After my experiment, the first principle of using Link selector is to take out the hyperlink of the NEXT page’s A tag and then visit it, but not all websites’ next page is realized through a tag.
If you use JS to listen for events and then jump, like the following, you cannot use the Link selector.
The new version of the Web scraper, on the other hand, offers special support for the navigation pager, plus a Pagination selector, which works in both scenarios, as I’ll demonstrate below.
Pager crawl without reloading a page
Click on a specific CSDN blog post and scroll down to the bottom to see the comments section.
If your post is popular and there are many comments, CSDN will page-display it, but no matter which page of comments, they belong to the same article, when you browse the comments section of any page, there is no need to refresh the post, because this page-display does not reload the page.
For this kind of Click without reloading the page, you can use Element Click.
Last but not least, select root and next_page so that you can recursively crawl
The final result of the crawl is as follows
Using Element Click a sitemap configuration is as follows, you can directly import study my configuration (config file download: wwe.lanzoui.com/iidSSwghkch…

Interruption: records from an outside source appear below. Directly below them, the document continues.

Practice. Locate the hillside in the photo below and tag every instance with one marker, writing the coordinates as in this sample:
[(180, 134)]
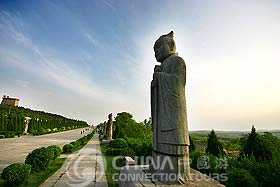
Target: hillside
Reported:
[(12, 121)]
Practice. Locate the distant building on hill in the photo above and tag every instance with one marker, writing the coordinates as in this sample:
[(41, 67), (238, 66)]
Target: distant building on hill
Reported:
[(6, 100)]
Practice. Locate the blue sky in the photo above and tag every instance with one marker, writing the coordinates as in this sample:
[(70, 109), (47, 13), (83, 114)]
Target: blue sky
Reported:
[(85, 59)]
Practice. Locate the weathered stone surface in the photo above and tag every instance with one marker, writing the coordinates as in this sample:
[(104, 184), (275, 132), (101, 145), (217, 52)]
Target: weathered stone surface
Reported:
[(168, 107), (109, 128)]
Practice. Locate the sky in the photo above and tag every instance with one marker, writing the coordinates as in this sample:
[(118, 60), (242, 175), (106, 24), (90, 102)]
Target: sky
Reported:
[(86, 59)]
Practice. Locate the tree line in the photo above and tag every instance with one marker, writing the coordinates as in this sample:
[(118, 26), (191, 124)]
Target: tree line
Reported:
[(12, 119)]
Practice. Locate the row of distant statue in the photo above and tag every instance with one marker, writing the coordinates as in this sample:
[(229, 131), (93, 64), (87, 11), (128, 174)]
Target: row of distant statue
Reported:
[(106, 128)]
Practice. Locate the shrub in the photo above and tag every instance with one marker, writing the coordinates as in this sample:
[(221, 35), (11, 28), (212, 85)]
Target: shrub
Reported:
[(54, 151), (127, 152), (120, 152), (68, 148), (16, 173), (240, 177), (118, 143), (39, 159)]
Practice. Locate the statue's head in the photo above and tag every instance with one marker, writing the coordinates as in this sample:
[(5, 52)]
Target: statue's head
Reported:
[(164, 47)]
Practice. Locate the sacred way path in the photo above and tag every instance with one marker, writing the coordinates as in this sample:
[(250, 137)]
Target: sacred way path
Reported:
[(85, 168), (14, 150)]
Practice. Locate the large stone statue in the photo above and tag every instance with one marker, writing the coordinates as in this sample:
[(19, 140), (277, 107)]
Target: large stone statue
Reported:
[(169, 116), (109, 127)]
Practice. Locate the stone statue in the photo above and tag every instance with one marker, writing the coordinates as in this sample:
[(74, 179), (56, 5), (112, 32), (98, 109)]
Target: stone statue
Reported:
[(169, 116), (109, 127)]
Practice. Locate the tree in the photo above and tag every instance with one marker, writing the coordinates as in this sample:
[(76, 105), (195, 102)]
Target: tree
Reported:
[(214, 147), (258, 146)]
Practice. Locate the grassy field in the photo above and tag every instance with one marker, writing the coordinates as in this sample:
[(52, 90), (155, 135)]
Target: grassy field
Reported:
[(230, 142), (38, 178)]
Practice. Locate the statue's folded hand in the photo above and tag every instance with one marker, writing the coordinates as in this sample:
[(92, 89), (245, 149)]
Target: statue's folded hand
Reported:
[(154, 83), (156, 75), (157, 68)]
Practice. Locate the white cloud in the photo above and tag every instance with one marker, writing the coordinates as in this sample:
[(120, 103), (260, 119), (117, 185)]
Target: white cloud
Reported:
[(90, 38)]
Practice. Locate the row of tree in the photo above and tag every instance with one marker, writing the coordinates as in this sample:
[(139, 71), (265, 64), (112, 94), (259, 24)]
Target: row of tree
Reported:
[(13, 119), (258, 163)]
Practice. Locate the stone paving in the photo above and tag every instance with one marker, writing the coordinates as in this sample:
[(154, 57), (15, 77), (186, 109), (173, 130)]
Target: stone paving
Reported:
[(83, 168), (14, 150)]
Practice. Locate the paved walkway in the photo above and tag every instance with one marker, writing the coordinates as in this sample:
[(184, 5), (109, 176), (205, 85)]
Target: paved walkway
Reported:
[(14, 150), (84, 168)]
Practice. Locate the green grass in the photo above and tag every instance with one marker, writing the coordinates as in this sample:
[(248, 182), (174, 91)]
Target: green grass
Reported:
[(110, 171), (38, 178)]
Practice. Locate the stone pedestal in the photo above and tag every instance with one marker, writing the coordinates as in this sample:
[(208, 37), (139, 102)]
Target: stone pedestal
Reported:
[(139, 176)]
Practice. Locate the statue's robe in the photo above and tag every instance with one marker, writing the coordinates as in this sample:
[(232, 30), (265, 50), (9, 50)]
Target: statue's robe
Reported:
[(168, 105)]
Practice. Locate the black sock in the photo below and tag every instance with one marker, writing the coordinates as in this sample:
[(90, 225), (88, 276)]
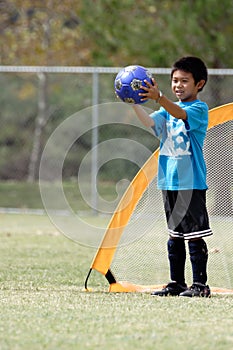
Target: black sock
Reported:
[(177, 257), (198, 255)]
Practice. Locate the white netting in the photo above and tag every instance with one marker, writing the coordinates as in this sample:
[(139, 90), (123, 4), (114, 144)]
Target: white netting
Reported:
[(141, 256)]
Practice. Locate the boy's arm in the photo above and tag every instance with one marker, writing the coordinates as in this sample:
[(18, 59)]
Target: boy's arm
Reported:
[(143, 116), (152, 92)]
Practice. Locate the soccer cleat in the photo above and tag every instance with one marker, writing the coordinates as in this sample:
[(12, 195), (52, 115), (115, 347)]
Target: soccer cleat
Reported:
[(172, 288), (197, 290)]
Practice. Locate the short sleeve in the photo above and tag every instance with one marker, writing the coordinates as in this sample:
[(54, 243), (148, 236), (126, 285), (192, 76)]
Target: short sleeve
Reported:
[(197, 116), (159, 118)]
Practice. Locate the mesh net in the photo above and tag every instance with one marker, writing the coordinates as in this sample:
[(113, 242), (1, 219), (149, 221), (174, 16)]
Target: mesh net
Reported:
[(141, 256)]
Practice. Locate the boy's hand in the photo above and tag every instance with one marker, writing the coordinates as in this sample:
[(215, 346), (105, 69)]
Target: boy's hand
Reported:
[(151, 91)]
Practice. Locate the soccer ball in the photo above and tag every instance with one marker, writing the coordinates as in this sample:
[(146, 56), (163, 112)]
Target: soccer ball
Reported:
[(128, 81)]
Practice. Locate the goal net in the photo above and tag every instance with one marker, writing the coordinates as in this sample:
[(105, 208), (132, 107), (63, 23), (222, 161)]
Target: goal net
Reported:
[(133, 253)]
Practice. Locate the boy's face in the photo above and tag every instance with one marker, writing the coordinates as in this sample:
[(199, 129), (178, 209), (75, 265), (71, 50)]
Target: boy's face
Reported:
[(183, 86)]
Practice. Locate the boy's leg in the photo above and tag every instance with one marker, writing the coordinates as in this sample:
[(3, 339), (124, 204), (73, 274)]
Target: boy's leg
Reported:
[(177, 257), (198, 255)]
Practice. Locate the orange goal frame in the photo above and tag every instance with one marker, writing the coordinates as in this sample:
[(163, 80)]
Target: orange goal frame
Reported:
[(120, 218)]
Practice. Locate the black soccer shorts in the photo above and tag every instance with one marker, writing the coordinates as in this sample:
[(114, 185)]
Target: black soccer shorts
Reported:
[(186, 214)]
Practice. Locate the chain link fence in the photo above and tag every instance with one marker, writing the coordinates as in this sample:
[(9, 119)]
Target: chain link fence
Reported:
[(36, 100)]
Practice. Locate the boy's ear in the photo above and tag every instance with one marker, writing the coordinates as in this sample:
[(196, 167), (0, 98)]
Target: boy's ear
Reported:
[(200, 84)]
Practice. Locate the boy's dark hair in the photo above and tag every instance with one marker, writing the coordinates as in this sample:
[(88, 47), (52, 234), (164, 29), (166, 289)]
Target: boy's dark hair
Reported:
[(193, 65)]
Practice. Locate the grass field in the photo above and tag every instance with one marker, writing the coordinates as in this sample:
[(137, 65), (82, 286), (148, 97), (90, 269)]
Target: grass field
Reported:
[(43, 305)]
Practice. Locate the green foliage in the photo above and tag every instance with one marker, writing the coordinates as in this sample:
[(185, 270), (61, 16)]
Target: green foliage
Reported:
[(51, 32)]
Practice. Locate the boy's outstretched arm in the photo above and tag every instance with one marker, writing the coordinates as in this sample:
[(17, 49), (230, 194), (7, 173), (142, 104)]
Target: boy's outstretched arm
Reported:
[(143, 116), (152, 92)]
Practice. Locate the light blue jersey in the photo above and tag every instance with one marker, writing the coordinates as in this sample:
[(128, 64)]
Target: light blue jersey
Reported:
[(181, 162)]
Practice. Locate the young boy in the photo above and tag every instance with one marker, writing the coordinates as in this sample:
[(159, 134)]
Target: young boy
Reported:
[(182, 127)]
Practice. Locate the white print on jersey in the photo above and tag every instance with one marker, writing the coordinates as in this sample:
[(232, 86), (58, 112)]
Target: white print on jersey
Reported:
[(177, 142)]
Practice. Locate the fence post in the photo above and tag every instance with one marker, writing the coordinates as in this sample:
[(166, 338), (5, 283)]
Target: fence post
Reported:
[(94, 159)]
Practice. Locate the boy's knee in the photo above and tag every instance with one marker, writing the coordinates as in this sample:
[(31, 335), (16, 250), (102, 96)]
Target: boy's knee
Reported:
[(198, 248)]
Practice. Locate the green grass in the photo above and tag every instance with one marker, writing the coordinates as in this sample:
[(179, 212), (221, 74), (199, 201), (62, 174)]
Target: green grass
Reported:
[(43, 305), (27, 195)]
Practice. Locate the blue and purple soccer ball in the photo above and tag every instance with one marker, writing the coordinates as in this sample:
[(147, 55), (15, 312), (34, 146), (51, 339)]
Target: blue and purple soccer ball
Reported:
[(128, 81)]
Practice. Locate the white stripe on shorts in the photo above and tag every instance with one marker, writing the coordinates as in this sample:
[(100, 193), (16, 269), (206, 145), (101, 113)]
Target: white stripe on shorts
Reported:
[(190, 235)]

Of course, for things like paging, the Web scraper provides a more specialized Pagination selector, which is streamlined and works best
The corresponding sitemap configuration is as follows, you can use (direct import configuration file download: wwe.lanzoui.com/iidSSwghkch…
Pager crawl to reload a page
CSDN’s list of blog posts, scroll down to the bottom, click the specific page button, or click the next page on the far right to reload the current page.
With this pager, Element Click doesn’t work, and the reader can verify that it closes after only one page is climbed.
As a Pagination selector for Pagination, this is naturally appropriate
The topology of the climb is the same as above, and will not be described here.
The corresponding sitemap configuration is as follows, you can directly import to learn (configuration file download: wwe.lanzoui.com/iidSSwghkch…
4. Crawl the secondary page
CSDN’s blog list page shows rough information, including title, publication time, number of views, number of comments and whether it is original.
To get more information about a blog post, such as the body of the post, the number of likes, favorites, and the content of the comments section, click on the link to see the specific post
The logic of the Web scraper is humanlike, and to retrieve more details from the post, you need to open a new page, and the Web scraper Link selector does just that.
The crawl path topology is as follows
The effect of the crawl is as follows
A sitemap configuration is as follows, you can use (direct import configuration file download: wwe.lanzoui.com/iidSSwghkch…
5. Write at the end
Above combs the paging and secondary page crawl scheme, mainly is: paging and secondary page crawl.
With these two, you should be able to handle most structured web data.
For example, you can crawl all the information of your blog posts on CSDN, including title, link, article content, number of views, number of comments, number of likes and number of favorites.
Of course, to use the web scraper, a zero code scraper, you may need some basics, such as:
- CSS selector knowledge: how to grab an element’s attributes, how to grab the NTH element, how to grab a specified number of elements?
- Regular expression knowledge: How to do the preliminary processing of the content of the crawl?
I’ll try to cover the core of the Web scraper for space, but I’ll leave the rest of the basics up to you.